Reduced renal synthesis of 1,25-dihydroxyvitamin D (1,25(OH)₂D) from 25-hydroxyvitamin D (25OHD) in end stage renal disease (ESRD) results in low serum 1,25(OH)₂D. This appears to be due to reduced renal cell function and elevated serum fibroblast growth factor 23 (FGF23). Treatment strategies have therefore focussed on 1,25(OH)₂D or its synthetic analogues, alfacalcidol or paricalcitol. However this overlooks 25-hydroxyvitamin D (25OHD) deficiency, which is common in ESRD. In the current study a subset of 33 haemodialysis patients from Coventry and Warwickshire were assessed during routine supplementation with vitamin D₃ to raise serum 25OHD (colecalciferol supplementation: serum 25OHD <50 nmol/L repletion dose of 40,000IU for 3 months, ≥50 nmol/L maintenance dose of 20,000IU fortnightly, >150 nmol/L stop and recheck in 3 months). Multiple serum vitamin D metabolites were measured using liquid chromatography-tandem mass spectrometry at baseline (T0) and after 12 months supplementation (T12). Serum 25OHD increased significantly from 37.4±4.38 nmol/L at T0 to 117.7±6.61 nmol/L at T12 (P<0.001) with 88% of patients ≥75 nmol/L. Serum 1,25(OH)₂D also increased significantly in 94% of patients (P<0.001) from 43.4±4.75 pmol/L to 91.2±5.30pmol/L at T12. Parallel analyses showed that serum calcium increased following colecalciferol supplementation (T0 vs. T12, 2.35±0.03 to 2.45±0.03 mmol/L, P<0.05), no hypercalcaemia was associated with colecalciferol supplementation. At T0 levels of 1,25(OH)₂D and 24,25(OH)₂D correlated with 25OHD (P<0.05). However, once 25OHD was replete (T12) this correlation was lost.

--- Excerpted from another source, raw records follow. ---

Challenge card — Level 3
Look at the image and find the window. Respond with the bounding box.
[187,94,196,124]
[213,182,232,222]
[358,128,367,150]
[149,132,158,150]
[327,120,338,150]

Serum calcium correlated with 1,25(OH)₂D at T12, but not at T0. These data suggest serum 25OHD was limiting at T0. This study indicates that vitamin D repletion in haemodialysis patients is safe and significantly increases serum 1,25(OH)₂D. Demonstrating that kidneys with a low GFR and elevated FGF23 retain the ability to synthesise 1,25(OH)₂D in a substrate-dependent fashion. Complementing 1,25(OH)₂D analogue treatment with colecalciferol may prove effective in managing bone and mineral disorders associated with renal disease.